Endpoint
POST https://api.samuraiapi.in/v1/embeddings
Request Body
| Parameter | Type | Required | Description |
|---|
model | string | ✅ | Embedding model ID |
input | string / array | ✅ | Text or array of texts to embed |
encoding_format | string | — | "float" (default) or "base64" |
dimensions | integer | — | Output dimensions (model-dependent) |
Code Examples
from openai import OpenAI
client = OpenAI(
api_key="sk-samurai-YOUR_KEY",
base_url="https://api.samuraiapi.in/v1"
)
response = client.embeddings.create(
model="text-embedding-3-small",
input="The quick brown fox jumps over the lazy dog"
)
vector = response.data[0].embedding
print(f"Vector dimensions: {len(vector)}") # 1536
Batch Embeddings
texts = [
"Machine learning is fascinating",
"Natural language processing is powerful",
"Vector databases enable semantic search"
]
response = client.embeddings.create(
model="text-embedding-3-small",
input=texts
)
vectors = [item.embedding for item in response.data]
print(f"Got {len(vectors)} embeddings")
Available Models
| Model | Dimensions | Best For |
|---|
text-embedding-3-small | 1536 | Fast, cheap, great quality |
text-embedding-3-large | 3072 | Highest accuracy |
text-embedding-ada-002 | 1536 | Legacy compatibility |
Semantic Search Example
import numpy as np
def cosine_similarity(a, b):
return np.dot(a, b) / (np.linalg.norm(a) * np.linalg.norm(b))
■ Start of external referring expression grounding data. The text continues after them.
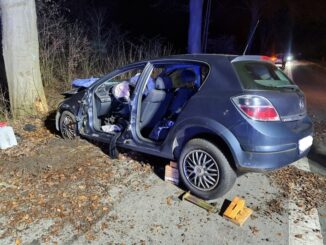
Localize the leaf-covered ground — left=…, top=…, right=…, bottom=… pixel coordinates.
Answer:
left=0, top=117, right=155, bottom=243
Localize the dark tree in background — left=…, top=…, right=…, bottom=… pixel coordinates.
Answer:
left=35, top=0, right=326, bottom=61
left=188, top=0, right=204, bottom=53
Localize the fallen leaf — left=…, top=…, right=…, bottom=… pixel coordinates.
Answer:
left=249, top=226, right=259, bottom=235
left=78, top=185, right=86, bottom=190
left=101, top=222, right=108, bottom=230
left=166, top=196, right=173, bottom=206
left=250, top=214, right=258, bottom=220
left=78, top=195, right=88, bottom=201
left=85, top=231, right=96, bottom=241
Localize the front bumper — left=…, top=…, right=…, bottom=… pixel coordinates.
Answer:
left=55, top=110, right=61, bottom=131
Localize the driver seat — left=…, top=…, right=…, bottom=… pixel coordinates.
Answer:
left=139, top=76, right=173, bottom=131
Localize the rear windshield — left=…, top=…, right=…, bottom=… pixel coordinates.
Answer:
left=233, top=61, right=295, bottom=90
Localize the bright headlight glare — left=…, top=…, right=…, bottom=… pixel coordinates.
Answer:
left=286, top=55, right=293, bottom=61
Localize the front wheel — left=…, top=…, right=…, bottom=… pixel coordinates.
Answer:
left=59, top=111, right=78, bottom=140
left=178, top=138, right=236, bottom=200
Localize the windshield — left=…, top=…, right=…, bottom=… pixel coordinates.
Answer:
left=233, top=61, right=296, bottom=90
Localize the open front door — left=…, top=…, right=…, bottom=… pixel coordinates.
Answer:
left=130, top=62, right=154, bottom=144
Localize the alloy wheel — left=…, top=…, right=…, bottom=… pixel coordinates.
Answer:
left=183, top=150, right=220, bottom=191
left=61, top=114, right=76, bottom=139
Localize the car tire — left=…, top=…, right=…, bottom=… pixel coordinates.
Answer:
left=178, top=138, right=236, bottom=200
left=59, top=110, right=78, bottom=140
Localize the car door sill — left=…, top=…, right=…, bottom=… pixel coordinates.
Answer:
left=81, top=131, right=114, bottom=144
left=119, top=142, right=172, bottom=159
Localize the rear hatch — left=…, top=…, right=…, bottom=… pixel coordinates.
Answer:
left=232, top=59, right=306, bottom=122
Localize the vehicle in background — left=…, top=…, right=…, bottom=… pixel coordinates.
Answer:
left=271, top=53, right=286, bottom=69
left=271, top=53, right=294, bottom=70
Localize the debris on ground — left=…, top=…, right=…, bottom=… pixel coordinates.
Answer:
left=23, top=124, right=37, bottom=132
left=264, top=197, right=285, bottom=216
left=310, top=119, right=326, bottom=142
left=0, top=117, right=55, bottom=161
left=0, top=123, right=18, bottom=150
left=294, top=234, right=303, bottom=239
left=268, top=166, right=326, bottom=214
left=0, top=117, right=154, bottom=242
left=249, top=225, right=259, bottom=235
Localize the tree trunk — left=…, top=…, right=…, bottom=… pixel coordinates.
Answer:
left=188, top=0, right=203, bottom=53
left=0, top=0, right=48, bottom=118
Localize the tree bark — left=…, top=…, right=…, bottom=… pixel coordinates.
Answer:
left=0, top=0, right=48, bottom=117
left=188, top=0, right=203, bottom=54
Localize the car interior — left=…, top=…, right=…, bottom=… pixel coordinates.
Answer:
left=92, top=62, right=209, bottom=142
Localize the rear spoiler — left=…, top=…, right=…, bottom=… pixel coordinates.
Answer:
left=231, top=55, right=274, bottom=64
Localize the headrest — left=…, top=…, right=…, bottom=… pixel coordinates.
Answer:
left=155, top=76, right=173, bottom=90
left=180, top=69, right=196, bottom=84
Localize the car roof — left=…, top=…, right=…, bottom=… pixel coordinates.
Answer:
left=126, top=54, right=274, bottom=68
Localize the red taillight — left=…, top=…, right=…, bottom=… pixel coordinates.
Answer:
left=260, top=55, right=277, bottom=63
left=232, top=95, right=280, bottom=121
left=260, top=56, right=271, bottom=61
left=240, top=105, right=279, bottom=120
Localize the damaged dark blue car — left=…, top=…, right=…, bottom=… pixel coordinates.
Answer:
left=55, top=54, right=313, bottom=199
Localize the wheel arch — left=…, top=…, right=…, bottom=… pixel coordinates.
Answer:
left=171, top=119, right=241, bottom=171
left=55, top=104, right=76, bottom=131
left=189, top=132, right=237, bottom=171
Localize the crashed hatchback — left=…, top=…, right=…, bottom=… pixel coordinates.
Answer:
left=55, top=54, right=313, bottom=200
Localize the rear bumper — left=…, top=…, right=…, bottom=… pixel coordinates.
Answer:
left=230, top=115, right=313, bottom=172
left=236, top=141, right=312, bottom=172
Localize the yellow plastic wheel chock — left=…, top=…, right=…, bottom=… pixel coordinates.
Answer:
left=223, top=196, right=253, bottom=226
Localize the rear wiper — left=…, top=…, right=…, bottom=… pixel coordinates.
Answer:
left=274, top=84, right=299, bottom=89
# Embed your knowledge base
docs = ["Paris is the capital of France", "Berlin is in Germany", "Tokyo is in Japan"]
doc_embeddings = client.embeddings.create(model="text-embedding-3-small", input=docs).data
# Embed the query
query = "What is the capital of France?"
query_vec = client.embeddings.create(model="text-embedding-3-small", input=query).data[0].embedding
# Find most similar
scores = [cosine_similarity(query_vec, d.embedding) for d in doc_embeddings]
best = docs[np.argmax(scores)]
print(f"Most relevant: {best}")
# => "Paris is the capital of France"
For RAG (Retrieval-Augmented Generation), combine embeddings with a vector database like Pinecone, Weaviate, or pgvector.